Изучение социокультурной истории перевода и переводческих практик открывает новые перспективы в исследовании интеллектуальных сфер прошлого. Как человек в разные эпохи осмыслял общество? Каким образом культуры взаимодействовали в процессе обмена идеями? Как формировались новые системы понятий и представлений, определявшие развитие русской культуры в Новое время? Цель настоящего издания — исследовать трансфер, адаптацию и рецепцию основных европейских политических идей в России XVIII века сквозь призму переводов общественно-политических текстов.

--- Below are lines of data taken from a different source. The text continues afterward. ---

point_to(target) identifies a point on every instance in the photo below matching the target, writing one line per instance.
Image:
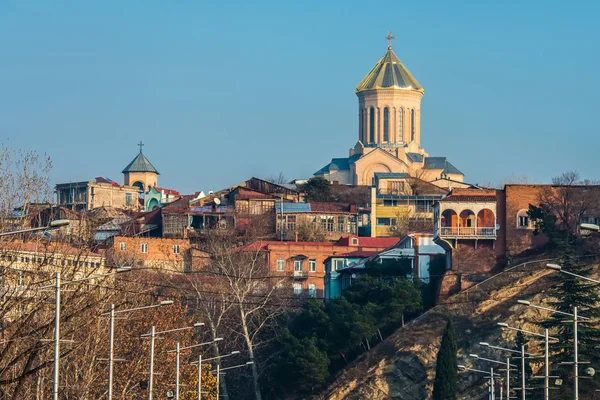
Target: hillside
(403, 366)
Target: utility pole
(56, 339)
(522, 372)
(576, 366)
(177, 371)
(151, 377)
(111, 348)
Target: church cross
(389, 37)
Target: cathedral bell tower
(140, 172)
(389, 104)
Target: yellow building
(401, 204)
(389, 130)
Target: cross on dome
(390, 37)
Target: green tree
(301, 366)
(446, 374)
(318, 189)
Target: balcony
(300, 275)
(466, 232)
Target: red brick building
(303, 262)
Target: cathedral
(389, 130)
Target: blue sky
(221, 91)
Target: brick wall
(156, 253)
(518, 197)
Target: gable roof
(140, 164)
(441, 163)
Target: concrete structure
(389, 130)
(418, 249)
(140, 172)
(401, 204)
(160, 254)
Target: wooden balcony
(463, 232)
(300, 274)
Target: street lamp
(575, 338)
(152, 336)
(219, 371)
(508, 365)
(199, 362)
(491, 374)
(52, 225)
(558, 268)
(590, 227)
(112, 313)
(57, 285)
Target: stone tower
(140, 172)
(389, 105)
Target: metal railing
(300, 274)
(462, 231)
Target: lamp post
(152, 335)
(522, 352)
(546, 353)
(111, 345)
(491, 374)
(57, 286)
(199, 362)
(52, 225)
(575, 338)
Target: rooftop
(389, 73)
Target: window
(312, 290)
(341, 223)
(386, 221)
(371, 125)
(386, 124)
(412, 125)
(338, 264)
(400, 122)
(297, 288)
(523, 221)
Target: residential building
(333, 219)
(304, 262)
(83, 196)
(389, 130)
(401, 204)
(417, 249)
(159, 254)
(157, 197)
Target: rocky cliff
(403, 366)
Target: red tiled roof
(168, 191)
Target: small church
(389, 130)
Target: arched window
(523, 220)
(400, 122)
(412, 125)
(386, 124)
(371, 125)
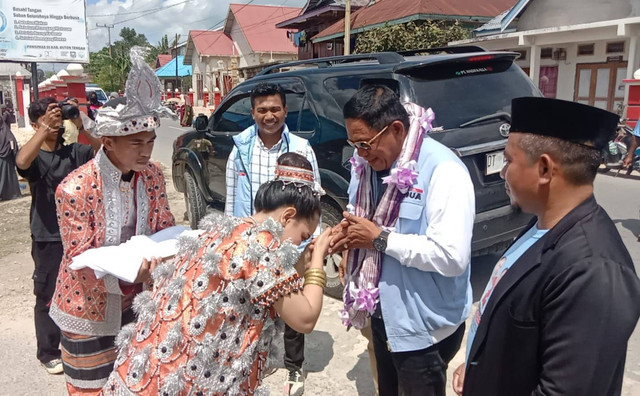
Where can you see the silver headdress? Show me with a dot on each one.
(143, 109)
(298, 177)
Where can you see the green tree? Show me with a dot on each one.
(410, 36)
(110, 72)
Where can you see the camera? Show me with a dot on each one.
(69, 111)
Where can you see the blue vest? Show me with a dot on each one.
(244, 142)
(419, 308)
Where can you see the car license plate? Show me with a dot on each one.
(495, 162)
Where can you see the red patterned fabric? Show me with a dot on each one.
(81, 216)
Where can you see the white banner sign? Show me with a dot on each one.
(43, 31)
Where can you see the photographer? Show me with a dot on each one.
(44, 162)
(74, 124)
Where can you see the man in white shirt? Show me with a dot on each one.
(251, 163)
(408, 241)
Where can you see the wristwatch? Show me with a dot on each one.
(380, 243)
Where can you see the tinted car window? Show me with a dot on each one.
(458, 98)
(300, 117)
(235, 116)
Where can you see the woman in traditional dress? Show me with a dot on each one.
(9, 186)
(186, 115)
(207, 327)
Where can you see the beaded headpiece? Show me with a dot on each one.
(299, 177)
(143, 107)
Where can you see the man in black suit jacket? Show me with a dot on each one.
(563, 301)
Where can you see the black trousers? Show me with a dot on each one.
(293, 348)
(47, 257)
(422, 372)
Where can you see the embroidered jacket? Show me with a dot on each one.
(208, 326)
(89, 214)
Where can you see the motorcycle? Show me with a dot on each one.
(617, 150)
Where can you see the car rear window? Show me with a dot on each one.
(459, 93)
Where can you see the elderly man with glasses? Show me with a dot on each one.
(408, 242)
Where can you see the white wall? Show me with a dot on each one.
(567, 68)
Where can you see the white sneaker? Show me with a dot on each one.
(294, 384)
(53, 367)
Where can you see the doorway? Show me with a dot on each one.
(600, 85)
(548, 81)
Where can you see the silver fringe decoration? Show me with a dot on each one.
(288, 255)
(262, 390)
(173, 384)
(211, 261)
(139, 364)
(144, 306)
(271, 226)
(163, 271)
(255, 251)
(124, 337)
(211, 221)
(188, 245)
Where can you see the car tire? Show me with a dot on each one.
(331, 216)
(196, 205)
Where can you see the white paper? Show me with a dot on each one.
(124, 261)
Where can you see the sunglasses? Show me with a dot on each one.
(366, 145)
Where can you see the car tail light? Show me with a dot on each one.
(481, 58)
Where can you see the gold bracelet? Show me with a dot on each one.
(324, 282)
(320, 278)
(315, 271)
(312, 282)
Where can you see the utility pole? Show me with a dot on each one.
(109, 27)
(34, 80)
(347, 28)
(176, 48)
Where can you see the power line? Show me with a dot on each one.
(123, 13)
(148, 12)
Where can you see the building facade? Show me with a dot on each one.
(580, 50)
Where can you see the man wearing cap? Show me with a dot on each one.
(118, 194)
(564, 299)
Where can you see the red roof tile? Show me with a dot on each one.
(163, 59)
(258, 24)
(212, 43)
(389, 10)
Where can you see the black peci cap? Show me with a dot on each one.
(571, 121)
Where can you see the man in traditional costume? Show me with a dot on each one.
(563, 300)
(118, 194)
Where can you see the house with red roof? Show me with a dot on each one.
(210, 54)
(162, 60)
(253, 29)
(248, 41)
(469, 13)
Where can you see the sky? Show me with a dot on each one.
(155, 18)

Авторы рассматривают перевод как «лабораторию», где понятия обретали свое специфическое значение в конкретных социальных и исторических контекстах.Книга делится на три тематических блока, в которых изучаются перенос/перевод отдельных политических понятий («деспотизм», «государство», «общество», «народ», «нация» и др.); речевые практики осмысления политики («медицинский дискурс», «монархический язык»); принципы перевода отдельных основополагающих текстов и роль переводчиков в создании новой социально-политической терминологии.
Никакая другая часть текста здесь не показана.